The shift from a more competitive race to a Republican lead occurred the same week President Barack Obama averaged a 46% job approval rating, his lowest weekly average to date.
Given the Republican Party’s usual advantage in voter turnout in midterm elections, a tie on the generic congressional ballot among registered voters, as Gallup has been reporting, typically suggests that the party would win the national popular vote for Congress if the election were held today. Now, with a lead on the generic ballot, Republicans could be in a slightly stronger position than they have been in, though it is not clear whether the recent shift marks the beginning of a lasting change in the structure of the race or perhaps a short-term response to political events such as the Obama administration’s handling of the BP oil spill. The latter appeared to be the case earlier this year as Republicans built a small lead after the healthcare bill’s passage into law, but the slight bump for the GOP among registered voters did not last.
In addition to those factors, the poll also shows that Republican-leaning voters remain more enthusiastic than Democrats and that independent voters are decisively leaning toward the GOP by a margin of 47%-34%. While it’s hard to translate polls like this into predictions of how many seats might actually change hands in November, it seems fairly clear that the odds of significant Republican gains, in the range of 35-50 seats in the House and 5-7 seats in the Senate, are certainly within the realm of possibility.
As with all such things, of course, this is merely a snapshot it time and the only poll that matters is the one on November 2, 2010
If generic Republicans and Democrats were running against each other in November, a major Republican victory would be assured. The reality is that it’s significantly more complicated than that. In each Congressional district and in a third of the states an actual Republican will run against an actual Democrat for a House or Senate seat. Actual voters will make a determination among the candidates based on party affiliation, i.e. brand, the merits of the candidates, and the candidates’ abilities to wage an effective campaign.
I continue to believe that while Republicans will make gains in the House that are consistent with the average post-war off-year results but they probably aren’t going to do a lot better than that. The Senate is another story and I think that the Republicans have a good chance of taking the Senate.
Here in my state of Illinois, for example, we have a choice between the Democrat Alexi Giannoulias, a banker whose bank was just closed by the FDIC and political apparatchik, and Republican Mark Kirk, a long-time moderate Republican Congressman who’s been exaggerating his military career. It will be hard for the Chicago Democratic machine to turn out the black vote for Giannoulias and I suspect that Tea Party Republicans probably aren’t enthusiastic about Kirk. Turnout’s going to make the difference more than simple party affiliation.

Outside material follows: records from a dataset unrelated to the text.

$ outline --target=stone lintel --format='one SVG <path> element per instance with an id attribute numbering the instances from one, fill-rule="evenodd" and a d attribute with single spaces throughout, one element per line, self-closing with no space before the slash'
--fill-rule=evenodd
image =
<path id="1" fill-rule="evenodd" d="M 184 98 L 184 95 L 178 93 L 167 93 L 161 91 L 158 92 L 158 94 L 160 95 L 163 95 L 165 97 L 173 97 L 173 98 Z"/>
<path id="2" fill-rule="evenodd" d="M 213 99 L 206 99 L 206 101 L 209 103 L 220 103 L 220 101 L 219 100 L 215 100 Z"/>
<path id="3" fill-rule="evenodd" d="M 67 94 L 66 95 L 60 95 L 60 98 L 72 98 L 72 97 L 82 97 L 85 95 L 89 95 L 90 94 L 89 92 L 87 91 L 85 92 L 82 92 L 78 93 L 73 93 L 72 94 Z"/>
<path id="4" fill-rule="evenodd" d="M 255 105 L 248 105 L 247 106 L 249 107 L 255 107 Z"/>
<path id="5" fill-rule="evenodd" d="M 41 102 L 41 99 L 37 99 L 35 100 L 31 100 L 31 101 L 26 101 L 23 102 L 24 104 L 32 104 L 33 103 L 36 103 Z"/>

That’s why the polls showing an enthusiasm deficit between likely Republican and likely Democratic voters are what Democrats should worry about rather than the simple generic polls of Americans or registered voters.
Hoisted by an oil spill. What a bunch of superstitious monkeys we are.

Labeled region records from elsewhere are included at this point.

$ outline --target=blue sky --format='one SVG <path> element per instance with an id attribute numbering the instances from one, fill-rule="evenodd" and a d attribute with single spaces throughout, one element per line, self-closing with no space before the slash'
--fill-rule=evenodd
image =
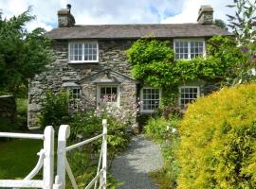
<path id="1" fill-rule="evenodd" d="M 0 0 L 4 18 L 9 18 L 32 6 L 37 19 L 27 25 L 50 30 L 57 26 L 57 11 L 71 4 L 78 25 L 195 23 L 201 5 L 214 9 L 214 18 L 227 21 L 232 0 Z"/>

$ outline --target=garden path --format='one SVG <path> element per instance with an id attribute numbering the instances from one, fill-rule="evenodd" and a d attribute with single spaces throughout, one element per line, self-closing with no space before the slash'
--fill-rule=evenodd
<path id="1" fill-rule="evenodd" d="M 119 189 L 157 189 L 148 172 L 162 165 L 159 146 L 143 135 L 137 135 L 132 138 L 127 150 L 113 161 L 110 172 L 123 183 Z"/>

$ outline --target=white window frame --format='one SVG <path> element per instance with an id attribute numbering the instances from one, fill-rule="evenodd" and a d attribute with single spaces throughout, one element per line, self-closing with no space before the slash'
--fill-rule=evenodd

I would advise waiting for the next Gallup poll to see if this holds up. It seems mighty suspicious to me.
There are lots of other generic Congressional vote polls out there, and as far as I know, none of them picked up any dramatic shift like this – in fact i dont see any shift away from the Dems at all in the other polls.
The daily Gallup tracking poll has also showed a rather dramatic decline in Obama approval over the last couple weeks, and that two seem not to be mirrored in any other polls. Even Rasmussen, a strongly Republican-biased poll, actually showed Obama approval going up during this time.
So it sure looks like Gallup has drifited into a GOP friendly island in its ongoing sampling regimen. If true, I would predict that the next Congressional vote poll shows a marked return toward the general mean out there – which remains pretty much an even split between the parties.
In 1994, the generic was even between the two parties. If that is an accurate indicator, anything in the R favor would seem to portend disaster for the Dems in November.
I think Dave Schuler is right. The Generic ballot number is interesting, but not the most important thing to look at in this poll. The fact that Republican voters remain more enthusiastic than Democrats, and that independents are leaning to the GOP, are the big take-aways here.
Cause nothing has changed in 16 years. Nope. No sir.